Biography
Furness was born in Philadelphia on November 12, 1839. His father, William Henry Furness, was a prominent Unitarian minister and abolitionist, and his brother, Horace Howard Furness, became America's outstanding Shakespeare scholar. Frank, however, did not attend a university and apparently did not travel to Europe. He began his architectural training in the office of John Fraser, Philadelphia, in the 1850s. He attended the École des Beaux-Arts-inspired atelier of Richard Morris Hunt in New York from 1859 to 1861, and again in 1865, following his military service. Furness considered himself Hunt's apprentice and was influenced by Hunt's dynamic personality and accomplished, elegant buildings. He was also influenced by the architectural concepts of the French engineer Viollet-le-Duc and the British critic John Ruskin.
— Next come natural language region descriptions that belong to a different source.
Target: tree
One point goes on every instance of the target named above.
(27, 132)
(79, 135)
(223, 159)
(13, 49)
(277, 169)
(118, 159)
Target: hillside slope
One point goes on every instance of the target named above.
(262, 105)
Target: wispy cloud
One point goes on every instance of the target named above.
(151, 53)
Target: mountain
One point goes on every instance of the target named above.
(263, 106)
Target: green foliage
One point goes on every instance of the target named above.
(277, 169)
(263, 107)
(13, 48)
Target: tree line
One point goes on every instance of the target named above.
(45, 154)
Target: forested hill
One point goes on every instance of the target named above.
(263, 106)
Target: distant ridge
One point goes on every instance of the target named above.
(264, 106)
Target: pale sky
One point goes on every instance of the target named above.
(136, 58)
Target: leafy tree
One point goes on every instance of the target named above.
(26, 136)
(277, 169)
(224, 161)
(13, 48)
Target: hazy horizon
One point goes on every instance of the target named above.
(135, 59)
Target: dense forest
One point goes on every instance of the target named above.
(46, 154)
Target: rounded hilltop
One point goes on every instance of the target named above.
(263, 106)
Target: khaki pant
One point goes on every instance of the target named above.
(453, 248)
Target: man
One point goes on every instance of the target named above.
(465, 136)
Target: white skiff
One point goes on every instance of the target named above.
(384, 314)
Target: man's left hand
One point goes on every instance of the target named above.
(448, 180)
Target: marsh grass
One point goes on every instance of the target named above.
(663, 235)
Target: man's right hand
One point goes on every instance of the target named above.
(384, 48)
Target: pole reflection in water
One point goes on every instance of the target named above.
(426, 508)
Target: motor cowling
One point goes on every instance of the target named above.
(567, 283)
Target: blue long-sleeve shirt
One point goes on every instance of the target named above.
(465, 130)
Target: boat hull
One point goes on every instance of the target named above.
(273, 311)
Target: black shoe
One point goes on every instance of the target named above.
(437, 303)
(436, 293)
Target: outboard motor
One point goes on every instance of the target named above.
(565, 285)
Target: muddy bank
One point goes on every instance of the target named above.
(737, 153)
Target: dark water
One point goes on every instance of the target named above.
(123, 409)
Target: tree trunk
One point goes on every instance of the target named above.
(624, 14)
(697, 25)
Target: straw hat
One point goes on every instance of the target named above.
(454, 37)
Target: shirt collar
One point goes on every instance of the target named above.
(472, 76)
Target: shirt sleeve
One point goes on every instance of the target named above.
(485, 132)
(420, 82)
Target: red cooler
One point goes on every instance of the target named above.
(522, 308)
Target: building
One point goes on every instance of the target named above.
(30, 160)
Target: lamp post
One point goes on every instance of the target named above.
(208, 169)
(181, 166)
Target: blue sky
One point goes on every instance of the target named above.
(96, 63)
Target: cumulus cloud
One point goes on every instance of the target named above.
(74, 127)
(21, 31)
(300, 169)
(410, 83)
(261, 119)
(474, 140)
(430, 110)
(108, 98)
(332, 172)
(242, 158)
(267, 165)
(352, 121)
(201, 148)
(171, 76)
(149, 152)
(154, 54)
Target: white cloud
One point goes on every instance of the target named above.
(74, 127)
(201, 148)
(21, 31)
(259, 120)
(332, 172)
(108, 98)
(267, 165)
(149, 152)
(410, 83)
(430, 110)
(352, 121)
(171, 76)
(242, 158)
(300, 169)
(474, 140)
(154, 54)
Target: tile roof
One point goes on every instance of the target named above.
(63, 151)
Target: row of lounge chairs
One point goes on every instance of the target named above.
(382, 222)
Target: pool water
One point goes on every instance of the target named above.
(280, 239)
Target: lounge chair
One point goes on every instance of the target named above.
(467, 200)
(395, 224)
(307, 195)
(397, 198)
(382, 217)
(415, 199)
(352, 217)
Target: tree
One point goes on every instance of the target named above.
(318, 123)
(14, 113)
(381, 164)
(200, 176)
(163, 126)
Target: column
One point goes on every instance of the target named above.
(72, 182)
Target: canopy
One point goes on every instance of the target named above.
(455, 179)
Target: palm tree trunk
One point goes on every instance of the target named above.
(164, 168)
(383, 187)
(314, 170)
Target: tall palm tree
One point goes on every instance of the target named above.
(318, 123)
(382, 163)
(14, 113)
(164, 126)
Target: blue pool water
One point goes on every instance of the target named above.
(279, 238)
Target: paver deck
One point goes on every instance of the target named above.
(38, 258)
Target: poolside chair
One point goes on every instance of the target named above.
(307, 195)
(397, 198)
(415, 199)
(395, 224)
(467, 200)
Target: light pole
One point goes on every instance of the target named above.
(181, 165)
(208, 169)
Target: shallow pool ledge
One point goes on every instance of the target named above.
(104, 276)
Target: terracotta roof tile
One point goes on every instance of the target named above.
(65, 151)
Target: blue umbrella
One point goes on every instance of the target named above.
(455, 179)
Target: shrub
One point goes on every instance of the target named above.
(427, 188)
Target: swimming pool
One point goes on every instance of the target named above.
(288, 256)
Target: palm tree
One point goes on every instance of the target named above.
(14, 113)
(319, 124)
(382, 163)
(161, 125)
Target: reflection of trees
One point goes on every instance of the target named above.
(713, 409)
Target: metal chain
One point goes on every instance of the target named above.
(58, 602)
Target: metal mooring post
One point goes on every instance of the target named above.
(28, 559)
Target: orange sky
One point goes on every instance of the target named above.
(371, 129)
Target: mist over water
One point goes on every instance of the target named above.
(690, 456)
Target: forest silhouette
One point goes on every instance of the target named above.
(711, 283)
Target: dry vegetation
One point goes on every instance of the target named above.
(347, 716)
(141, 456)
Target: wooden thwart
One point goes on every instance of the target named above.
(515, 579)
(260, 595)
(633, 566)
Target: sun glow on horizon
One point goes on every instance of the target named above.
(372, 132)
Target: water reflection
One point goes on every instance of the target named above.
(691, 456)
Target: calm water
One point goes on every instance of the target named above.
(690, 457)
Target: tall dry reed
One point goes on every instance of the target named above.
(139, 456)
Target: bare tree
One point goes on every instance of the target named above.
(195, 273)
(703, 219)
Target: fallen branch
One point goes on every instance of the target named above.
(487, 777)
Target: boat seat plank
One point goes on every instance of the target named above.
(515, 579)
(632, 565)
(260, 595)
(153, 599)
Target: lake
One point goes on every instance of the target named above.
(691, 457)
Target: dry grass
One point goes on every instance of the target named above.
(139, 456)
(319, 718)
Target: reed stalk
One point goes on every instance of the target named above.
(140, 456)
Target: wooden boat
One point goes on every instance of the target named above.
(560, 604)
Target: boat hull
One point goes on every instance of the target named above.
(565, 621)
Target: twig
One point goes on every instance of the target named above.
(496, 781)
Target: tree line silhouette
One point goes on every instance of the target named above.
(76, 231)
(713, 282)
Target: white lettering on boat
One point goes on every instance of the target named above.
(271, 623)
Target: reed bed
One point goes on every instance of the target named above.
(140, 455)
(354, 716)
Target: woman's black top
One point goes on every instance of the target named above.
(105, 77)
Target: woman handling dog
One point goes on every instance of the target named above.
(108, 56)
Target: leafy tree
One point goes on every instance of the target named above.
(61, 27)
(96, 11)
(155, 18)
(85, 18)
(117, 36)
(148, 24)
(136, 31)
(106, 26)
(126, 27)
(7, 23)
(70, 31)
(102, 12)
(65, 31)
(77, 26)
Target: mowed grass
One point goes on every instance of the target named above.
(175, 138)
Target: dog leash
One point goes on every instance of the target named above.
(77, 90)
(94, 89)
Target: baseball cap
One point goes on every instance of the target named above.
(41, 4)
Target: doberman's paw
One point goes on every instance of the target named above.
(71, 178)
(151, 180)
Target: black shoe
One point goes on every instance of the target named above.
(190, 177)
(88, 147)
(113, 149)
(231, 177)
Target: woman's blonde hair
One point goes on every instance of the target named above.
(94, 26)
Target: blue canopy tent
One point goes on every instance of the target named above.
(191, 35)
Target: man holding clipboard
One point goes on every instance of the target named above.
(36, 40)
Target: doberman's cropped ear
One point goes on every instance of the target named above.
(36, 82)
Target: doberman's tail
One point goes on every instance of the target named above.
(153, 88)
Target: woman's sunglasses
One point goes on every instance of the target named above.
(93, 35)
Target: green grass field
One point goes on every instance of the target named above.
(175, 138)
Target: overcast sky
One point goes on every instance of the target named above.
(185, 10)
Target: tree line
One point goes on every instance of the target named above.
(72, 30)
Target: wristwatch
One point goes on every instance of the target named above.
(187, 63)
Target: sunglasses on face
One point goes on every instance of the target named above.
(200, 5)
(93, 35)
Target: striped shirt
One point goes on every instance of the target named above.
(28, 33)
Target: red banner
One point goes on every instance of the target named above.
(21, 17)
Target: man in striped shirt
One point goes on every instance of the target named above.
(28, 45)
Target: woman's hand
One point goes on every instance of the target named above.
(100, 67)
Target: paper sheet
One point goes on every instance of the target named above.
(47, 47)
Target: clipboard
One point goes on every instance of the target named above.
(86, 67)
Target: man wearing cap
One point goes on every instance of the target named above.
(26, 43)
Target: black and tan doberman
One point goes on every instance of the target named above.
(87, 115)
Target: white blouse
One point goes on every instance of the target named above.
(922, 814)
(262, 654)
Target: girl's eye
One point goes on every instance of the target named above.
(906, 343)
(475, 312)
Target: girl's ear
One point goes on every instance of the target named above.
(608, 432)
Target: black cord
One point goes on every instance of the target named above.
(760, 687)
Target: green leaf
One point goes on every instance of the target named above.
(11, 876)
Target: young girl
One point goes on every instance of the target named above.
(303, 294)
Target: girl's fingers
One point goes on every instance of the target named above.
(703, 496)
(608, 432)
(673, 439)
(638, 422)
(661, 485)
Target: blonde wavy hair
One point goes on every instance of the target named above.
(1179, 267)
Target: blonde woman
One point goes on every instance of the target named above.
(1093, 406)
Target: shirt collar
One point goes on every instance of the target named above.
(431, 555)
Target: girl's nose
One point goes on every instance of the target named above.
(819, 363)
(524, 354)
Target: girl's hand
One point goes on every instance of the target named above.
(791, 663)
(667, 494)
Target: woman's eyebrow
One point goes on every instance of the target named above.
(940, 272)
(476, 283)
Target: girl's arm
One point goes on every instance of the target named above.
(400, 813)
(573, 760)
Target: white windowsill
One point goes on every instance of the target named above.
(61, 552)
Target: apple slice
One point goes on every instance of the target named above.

Furness's first commission, Germantown Unitarian Church (1866–67, demolished ca. 1928), was a solo effort, but in 1867, he formed a partnership with Fraser, his former teacher, and George Hewitt, who had worked in the office of John Notman. The trio lasted less than five years, and its major commissions were Rodef Shalom Synagogue (1868–69, demolished) and the Lutheran Church of the Holy Communion (1870–75, demolished). Following Fraser's move to Washington, D.C., to become supervising architect for the U.S. Treasury Department, the two younger men formed a partnership in 1871, and soon won the design competition for the Pennsylvania Academy of the Fine Arts (1871–76). Louis Sullivan worked briefly as a draftsman for Furness & Hewitt (June - November 1873), and his later use of organic decorative motifs can be traced, at least in part, to Furness. By the beginning of 1876, Furness had broken with Hewitt, and the firm carried only his name. Hewitt and his brother William formed their own firm, G.W. & W.D. Hewitt, and became Furness's biggest competitor. In 1881, Furness promoted his chief draftsman, Allen Evans, to partner (Furness & Evans), and, in 1886, did the same for four other long-time employees. The firm continued under the name Furness, Evans & Company as late as 1932, two decades after its founder's death.
Over his 45-year career, Furness designed more than 600 buildings, including banks, office buildings, churches, and synagogues. As chief architect of the Reading Railroad, he designed about 130 stations and industrial buildings. For the Pennsylvania Railroad, he designed the great Broad Street Station (demolished 1953) at Broad and Market Streets in Philadelphia, and, for the Baltimore & Ohio Railroad, the ingenious 24th Street Station (demolished 1963) alongside the Chestnut Street Bridge. He was one of the most highly paid architects of his era, and a founder of the Philadelphia Chapter of the American Institute of Architects. His residential buildings included numerous mansions in Philadelphia and its suburbs (especially the Main Line), as well as commissioned houses at the New Jersey seashore, Newport, Rhode Island, Bar Harbor, Maine, Washington, D.C., New York state, and Chicago, Illinois.
Furness broke from dogmatic adherence to European trends, and juxtaposed styles and elements in a forceful manner. His strong architectural will is seen in the unorthodox way he combined materials: stone, iron, glass, terra cotta, and brick. And his straightforward use of these materials, often in innovative or technologically-advanced ways, reflected Philadelphia's industrial-realist culture of the post–Civil War period.
Furness married Fanny Fassit in 1866, and they had four children: Radclyffe, Theodore, James, and Annis Lee. He died on June 27, 1912, at "Idlewild," his summer house outside Media, and is buried at Laurel Hill Cemetery in Philadelphia.